Let’s say a piano is brand new in a store and needs to be prepped. A technician might spend an entire day doing full regulation, voicing and tuning as well as other refinements. After a full day of work, guess what? It’s halfway there. It’s halfway to being the perfect piano, and then the tuner comes back another day. Maybe there’s a customer who plays on a high level who’s not entirely satisfied with the performance. The tuner might spend even another day prepping and fine-tuning. By this time, we have gotten halfway yet again.
This is a process that could be repeated over and over. The piano gets into the person’s home, and they get the best technician they can find because they want this piano to be as exquisite as possible. They bring their technician on a regular basis, and each time they come in, they get just a little bit closer to perfection. Let’s contrast this with someone else who buys a piano who doesn’t play very much, and they don’t tune it for five years. Well, guess what?

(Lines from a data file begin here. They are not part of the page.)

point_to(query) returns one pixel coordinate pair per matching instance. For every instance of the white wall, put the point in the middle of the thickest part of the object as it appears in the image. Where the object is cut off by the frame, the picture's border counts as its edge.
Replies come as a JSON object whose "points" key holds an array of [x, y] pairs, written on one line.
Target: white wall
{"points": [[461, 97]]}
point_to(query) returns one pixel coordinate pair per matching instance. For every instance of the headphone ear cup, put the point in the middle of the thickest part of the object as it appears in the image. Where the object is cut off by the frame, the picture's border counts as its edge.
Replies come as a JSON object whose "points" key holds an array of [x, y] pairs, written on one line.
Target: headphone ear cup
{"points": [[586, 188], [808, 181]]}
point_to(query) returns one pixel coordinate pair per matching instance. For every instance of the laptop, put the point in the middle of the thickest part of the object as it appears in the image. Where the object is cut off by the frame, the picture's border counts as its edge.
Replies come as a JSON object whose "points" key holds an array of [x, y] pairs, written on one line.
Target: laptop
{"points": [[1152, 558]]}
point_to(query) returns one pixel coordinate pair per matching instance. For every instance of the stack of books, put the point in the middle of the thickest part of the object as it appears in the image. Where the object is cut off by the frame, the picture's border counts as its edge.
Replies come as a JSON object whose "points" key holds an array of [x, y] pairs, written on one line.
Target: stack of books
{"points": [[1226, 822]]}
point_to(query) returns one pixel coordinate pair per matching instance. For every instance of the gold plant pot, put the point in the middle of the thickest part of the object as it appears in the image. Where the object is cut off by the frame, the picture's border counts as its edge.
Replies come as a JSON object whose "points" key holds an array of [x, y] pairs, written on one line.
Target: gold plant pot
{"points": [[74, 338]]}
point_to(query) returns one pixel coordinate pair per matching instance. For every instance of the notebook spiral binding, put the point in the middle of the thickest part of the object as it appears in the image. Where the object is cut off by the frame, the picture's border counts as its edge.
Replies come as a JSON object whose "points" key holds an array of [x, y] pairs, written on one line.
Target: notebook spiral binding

There is going to be more backward steps then forward steps. The piano can degrade over time!
There is a saying among piano tuners who say you can’t tune an out of tune piano. As crazy as this sounds, there is some truth to this. Think about it. If a piano drops in pitch when a tuner comes to tune the piano, as they tune one section of the piano, the previously tuned section is knocked out of tune because of the additional force on the bridge. That makes the soundboard flex which throws out the part that they just tuned. If the piano has not been tuned in a very long time, it takes multiple tunings to get the piano in the zone. Even that tuning will not hold for very long, and then the tuner has to go back and tune again!
Many people, instead of getting closer to perfection are going two steps backward, one step forward when they tune. If you don’t do it enough, you’re degrading the experience you have when you’re playing your piano. The trick is to get ahead of the curve. If you can put the time in on the front end on your piano and put the time necessary to get it to a point of stability, each time you bring your tuner in you can get closer to the theoretical perfect piano. There it is, the perfect piano! I hope your piano is as close to perfection as possible and thanks for joining us! This is Robert Estrin at LivingPianos.com. info@livingpianos.com
One thought on “The Perfect Piano – Why You Can’t Tune an Out of Tune Piano”
Hi Robert.
My family has a piano and unfortunately, I’m the only who plays it, but it’s waaaaay out of tune and has been for a long while The last time we brought a tuner in, he didn’t even tune it, just sat and yacked our ears off. How do we find a good tuner who doesn’t cost too much to bring in, but will work with the piano to bring it back to being in tune after the multiple visits needed to bring the keyboard to stability? Also, how do I help preserve this upright with baby grand innards so it’ll stay in wonderful shape, and how do you hide scratches? We’ve got dogs so it does have a few here and there. Thank you very much.